Outros Benefícios do Projeto e o Futuro

A instalação de sistemas de internet via satélite permitiria comunicações online, um avanço na superação dos custos logísticos de todos os futuros projetos CBNRM, como os seguintes:

Continuar a reforçar os conceitos de “adesão” e “propriedade” e maximizar nossa política de inclusão de receitas de todas as famílias promovendo ainda mais atividades extrativas sustentáveis e indústrias artesanais como processamento de frutas tropicais exóticas, artesanato, iscas de pesca, etc., bem como hortas orgânicas e várias habilidades técnicas exigidas pela indústria de pesca esportiva e ecoturismo, mesmo a preços subsidiados acima do mercado. Tempo aproximado de execução: Até 2019, essas etapas devem garantir que 80% de todas as famílias tenham pelo menos um membro familiar que se beneficie de nosso CBNRM.
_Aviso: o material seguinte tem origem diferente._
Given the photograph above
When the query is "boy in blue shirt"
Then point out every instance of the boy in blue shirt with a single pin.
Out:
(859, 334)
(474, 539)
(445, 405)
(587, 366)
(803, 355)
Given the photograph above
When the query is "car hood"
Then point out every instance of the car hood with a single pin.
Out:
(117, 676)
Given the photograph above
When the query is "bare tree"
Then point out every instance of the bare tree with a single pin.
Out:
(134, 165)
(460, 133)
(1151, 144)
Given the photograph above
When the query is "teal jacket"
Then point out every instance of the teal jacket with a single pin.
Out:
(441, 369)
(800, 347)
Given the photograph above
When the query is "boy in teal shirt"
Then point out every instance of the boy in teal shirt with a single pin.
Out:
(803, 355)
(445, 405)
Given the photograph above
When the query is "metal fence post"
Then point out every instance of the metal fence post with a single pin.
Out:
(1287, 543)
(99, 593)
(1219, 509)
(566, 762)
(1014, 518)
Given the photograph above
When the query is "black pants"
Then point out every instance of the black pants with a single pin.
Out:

Obter financiamento para estudos de campo e monitoramento necessários para otimizar nosso plano de gestão de uso sustentável para caça de subsistência de espécies não ameaçadas. A caça de subsistência, embora proibida por lei, é amplamente praticada por todas as partes interessadas nessas áreas remotas como fonte de proteína. É praticada mesmo na maioria das áreas de preservação. Tempo aproximado de execução: 2016-2017.
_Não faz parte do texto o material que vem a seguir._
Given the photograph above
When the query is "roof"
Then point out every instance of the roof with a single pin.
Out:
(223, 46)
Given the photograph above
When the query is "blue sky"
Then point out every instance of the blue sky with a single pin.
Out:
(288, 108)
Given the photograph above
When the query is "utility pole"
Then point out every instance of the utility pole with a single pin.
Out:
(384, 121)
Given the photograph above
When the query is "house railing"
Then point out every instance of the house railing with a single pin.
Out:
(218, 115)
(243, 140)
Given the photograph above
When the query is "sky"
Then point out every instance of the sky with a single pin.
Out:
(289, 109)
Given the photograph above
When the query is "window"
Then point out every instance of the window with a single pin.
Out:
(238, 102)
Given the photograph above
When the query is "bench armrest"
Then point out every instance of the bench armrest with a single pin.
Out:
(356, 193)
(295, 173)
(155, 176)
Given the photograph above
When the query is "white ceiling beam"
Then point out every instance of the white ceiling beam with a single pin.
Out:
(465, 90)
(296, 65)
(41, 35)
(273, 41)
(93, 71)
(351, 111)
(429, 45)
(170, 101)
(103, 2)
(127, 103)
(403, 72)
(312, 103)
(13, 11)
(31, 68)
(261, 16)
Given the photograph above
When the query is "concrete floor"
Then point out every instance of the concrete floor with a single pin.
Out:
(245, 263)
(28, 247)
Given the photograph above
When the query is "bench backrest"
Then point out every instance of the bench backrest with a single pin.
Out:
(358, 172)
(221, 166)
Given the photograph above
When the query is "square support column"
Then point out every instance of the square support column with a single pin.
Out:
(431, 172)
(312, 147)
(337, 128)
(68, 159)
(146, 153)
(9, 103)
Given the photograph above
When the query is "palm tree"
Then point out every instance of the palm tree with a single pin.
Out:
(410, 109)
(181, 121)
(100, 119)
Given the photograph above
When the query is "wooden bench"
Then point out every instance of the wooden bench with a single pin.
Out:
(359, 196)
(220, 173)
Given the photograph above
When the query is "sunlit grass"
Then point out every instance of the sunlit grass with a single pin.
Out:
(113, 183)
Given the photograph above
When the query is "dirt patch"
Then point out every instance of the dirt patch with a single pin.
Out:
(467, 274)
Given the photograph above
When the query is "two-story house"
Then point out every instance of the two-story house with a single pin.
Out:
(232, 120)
Explorar a viabilidade política e legal de alocar aos caçadores turísticos parte da cota de colheita alocada à caça de subsistência. Este licenciamento desafiador e sem precedentes maximizaria as receitas comunitárias de uma coleta sustentável de animais. Essas receitas consolidariam a “adesão” comunitária necessária para superar atitudes ancestrais em relação à caça que tendiam a ser indiscriminadas. Tempo aproximado de execução: 2017-2018.

Comentários Finais

O valor econômico da conservação tem que superar o valor econômico das práticas destrutivas atuais na Amazônia se um progresso real for feito. Esta verdade é comprovada pela maneira como a comunidade Xeurini (Terra Preta) votou em setembro de 2015 (veja fotografia abaixo) para proibir toda pesca de subsistência de Tucunaré. Fornecidos os incentivos adequados, estamos confiantes de que as comunidades com as quais trabalhamos votarão pela proibição imediata da caça de subsistência de espécies ameaçadas, pelo policiamento de toda caça furtiva comercial e pela regulamentação esclarecida da caça de subsistência. Se as famílias na comunidade Xeurini votaram para parar de pescar Tucunaré, sua principal fonte de proteína, eles também pararão de caçar Anta, Peixe-Boi, Tamanduá, Cervo-do-Pantanal, Macaco-Aranha e Preguiça!

O modelo de sustentabilidade CBNRM da RPA provou ser um sucesso. Consolidá-lo e expandi-lo nas comunidades com as quais trabalhamos poderia ter um impacto enorme em várias bacias hidrográficas pristinas na Amazônia e talvez fornecer um modelo para programas em outros lugares.